The user account requires several permissions. At the time of publication, the following privileges were on the list:

GRANT CREATE SESSION TO c##dbzuser CONTAINER=ALL;
GRANT SET CONTAINER TO c##dbzuser CONTAINER=ALL;
GRANT SELECT ON V_$DATABASE TO c##dbzuser CONTAINER=ALL;
GRANT FLASHBACK ANY TABLE TO c##dbzuser CONTAINER=ALL;
GRANT SELECT ANY TABLE TO c##dbzuser CONTAINER=ALL;
GRANT SELECT_CATALOG_ROLE TO c##dbzuser CONTAINER=ALL;
GRANT EXECUTE_CATALOG_ROLE TO c##dbzuser CONTAINER=ALL;
GRANT SELECT ANY TRANSACTION TO c##dbzuser CONTAINER=ALL;
GRANT SELECT ANY DICTIONARY TO c##dbzuser CONTAINER=ALL;
GRANT LOGMINING TO c##dbzuser CONTAINER=ALL;
GRANT CREATE TABLE TO c##dbzuser CONTAINER=ALL;
GRANT LOCK ANY TABLE TO c##dbzuser CONTAINER=ALL;
GRANT CREATE SEQUENCE TO c##dbzuser CONTAINER=ALL;
GRANT EXECUTE ON DBMS_LOGMNR TO c##dbzuser CONTAINER=ALL;
GRANT EXECUTE ON DBMS_LOGMNR_D TO c##dbzuser CONTAINER=ALL;
GRANT SELECT ON V_$LOG TO c##dbzuser CONTAINER=ALL;
GRANT SELECT ON V_$LOG_HISTORY TO c##dbzuser CONTAINER=ALL;
GRANT SELECT ON V_$LOGMNR_LOGS TO c##dbzuser CONTAINER=ALL;
GRANT SELECT ON V_$LOGMNR_CONTENTS TO c##dbzuser CONTAINER=ALL;
GRANT SELECT ON V_$LOGMNR_PARAMETERS TO c##dbzuser CONTAINER=ALL;
GRANT SELECT ON V_$LOGFILE TO c##dbzuser CONTAINER=ALL;
GRANT SELECT ON V_$ARCHIVED_LOG TO c##dbzuser CONTAINER=ALL;
GRANT SELECT ON V_$ARCHIVE_DEST_STATUS TO c##dbzuser CONTAINER=ALL;
GRANT SELECT ON V_$TRANSACTION TO c##dbzuser CONTAINER=ALL;

Creating a new user is done. Let’s open a new terminal and use SQL*Plus to connect to the database with new user:

docker exec -it -e ORACLE_SID=ORCLPDB1 desktop-oracle-1 sqlplus c##dbzuser@ORCLPDB1
Enter password: dbz

And create a new table with some sample data:

CREATE TABLE customers (id number(9,0) primary key, name varchar2(40));
INSERT INTO customers VALUES (9000, 'MongoDB');
INSERT INTO customers VALUES (9001, 'OracleDB');
INSERT INTO customers VALUES (9002, 'PostgreSQL');
INSERT INTO customers VALUES (9003, 'MariaDB');
INSERT INTO customers VALUES (9004, 'MySQL');
INSERT INTO customers VALUES (9005, 'ClickHouse');
COMMIT;

ALTER TABLE customers ADD SUPPLEMENTAL LOG DATA (ALL) COLUMNS;

We’re done with Oracle side. Just need to deploy Kafka Connect. So we can connect the Kafka Connect container:

docker exec -it desktop-kafka_connect-1 /bin/bash

The above configuration is stored in a file called oracle.json in the /kafka directory. To register the connection with Kafka Connect, open a new terminal window and run the curl command to start worker:

curl -H 'Content-Type: application/json' kafka_connect:8083/connectors --data "@oracle.json"

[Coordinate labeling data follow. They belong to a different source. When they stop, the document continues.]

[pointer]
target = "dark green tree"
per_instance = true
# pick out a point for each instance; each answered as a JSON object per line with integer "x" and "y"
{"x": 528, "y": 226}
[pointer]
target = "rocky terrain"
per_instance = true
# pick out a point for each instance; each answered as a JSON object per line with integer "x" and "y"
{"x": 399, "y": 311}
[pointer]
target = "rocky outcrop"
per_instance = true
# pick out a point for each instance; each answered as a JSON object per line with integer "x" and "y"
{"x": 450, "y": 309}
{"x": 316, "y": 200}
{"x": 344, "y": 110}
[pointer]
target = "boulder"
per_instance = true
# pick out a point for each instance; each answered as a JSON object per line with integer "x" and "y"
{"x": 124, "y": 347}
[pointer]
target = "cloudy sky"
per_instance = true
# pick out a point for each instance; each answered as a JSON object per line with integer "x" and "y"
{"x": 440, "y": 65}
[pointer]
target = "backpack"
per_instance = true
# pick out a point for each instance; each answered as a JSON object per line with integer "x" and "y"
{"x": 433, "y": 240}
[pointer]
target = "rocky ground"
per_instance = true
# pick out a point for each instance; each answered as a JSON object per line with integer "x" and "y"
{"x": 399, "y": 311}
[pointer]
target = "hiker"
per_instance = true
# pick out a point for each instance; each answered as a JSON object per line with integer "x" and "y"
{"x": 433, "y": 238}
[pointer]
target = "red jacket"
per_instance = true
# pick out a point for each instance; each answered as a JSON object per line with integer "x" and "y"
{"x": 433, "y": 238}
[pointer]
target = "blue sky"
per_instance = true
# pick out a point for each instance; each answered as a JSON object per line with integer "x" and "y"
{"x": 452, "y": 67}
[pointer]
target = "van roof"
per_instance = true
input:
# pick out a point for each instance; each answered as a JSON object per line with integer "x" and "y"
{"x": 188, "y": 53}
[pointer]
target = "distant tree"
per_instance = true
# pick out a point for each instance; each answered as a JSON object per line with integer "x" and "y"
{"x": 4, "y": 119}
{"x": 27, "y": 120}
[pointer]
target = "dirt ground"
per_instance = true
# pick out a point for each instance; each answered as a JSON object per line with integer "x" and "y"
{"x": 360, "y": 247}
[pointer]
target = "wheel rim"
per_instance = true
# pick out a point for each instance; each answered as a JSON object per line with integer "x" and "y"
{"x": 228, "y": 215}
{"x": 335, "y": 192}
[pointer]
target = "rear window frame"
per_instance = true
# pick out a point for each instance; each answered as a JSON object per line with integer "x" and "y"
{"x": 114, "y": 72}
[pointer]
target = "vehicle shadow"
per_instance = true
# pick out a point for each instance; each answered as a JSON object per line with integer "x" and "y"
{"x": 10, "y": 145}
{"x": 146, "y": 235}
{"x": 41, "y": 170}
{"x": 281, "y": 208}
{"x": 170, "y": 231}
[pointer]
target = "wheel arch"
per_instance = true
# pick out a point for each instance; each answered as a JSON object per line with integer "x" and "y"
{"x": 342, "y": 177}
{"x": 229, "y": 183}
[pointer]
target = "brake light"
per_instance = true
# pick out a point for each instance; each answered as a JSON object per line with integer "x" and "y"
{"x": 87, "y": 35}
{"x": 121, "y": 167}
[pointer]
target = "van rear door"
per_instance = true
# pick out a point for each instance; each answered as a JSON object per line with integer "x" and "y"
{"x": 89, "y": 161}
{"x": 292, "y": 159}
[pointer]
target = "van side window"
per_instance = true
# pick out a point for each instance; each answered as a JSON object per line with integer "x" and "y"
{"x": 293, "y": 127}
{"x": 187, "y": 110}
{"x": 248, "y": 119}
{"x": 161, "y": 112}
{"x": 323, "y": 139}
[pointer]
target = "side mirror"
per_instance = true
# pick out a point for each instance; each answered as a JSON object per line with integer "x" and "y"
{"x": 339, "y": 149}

By using the Kafka console consumer tool and reading the contents of the topic to the local terminal, we can ensure that the data exists in Kafka:

docker exec -it desktop-kafka-1 /bin/bash

Let’s check the topics and topic messages:

/usr/bin/kafka-topics --list  --bootstrap-server kafka:9092
/usr/bin/kafka-console-consumer  --bootstrap-server kafka:9092  --topic dbz.C__DBZUSER.CUSTOMERS --from-beginning

After migrating our data to the Kafka, we can use with ChistaDATA Python Connector to conclude migration process. The ChistaDATA Python Connector, which enables the migration from Kafka to ClickHouse, is the most robust tool in the market in terms of restart issues and supported data types. The most current data that was sent to ClickHouse is known to the ChistaDATA Python Connector. As a consequence, you may be certain that migration will continue where it left off in the event that your machine needs to be restarted.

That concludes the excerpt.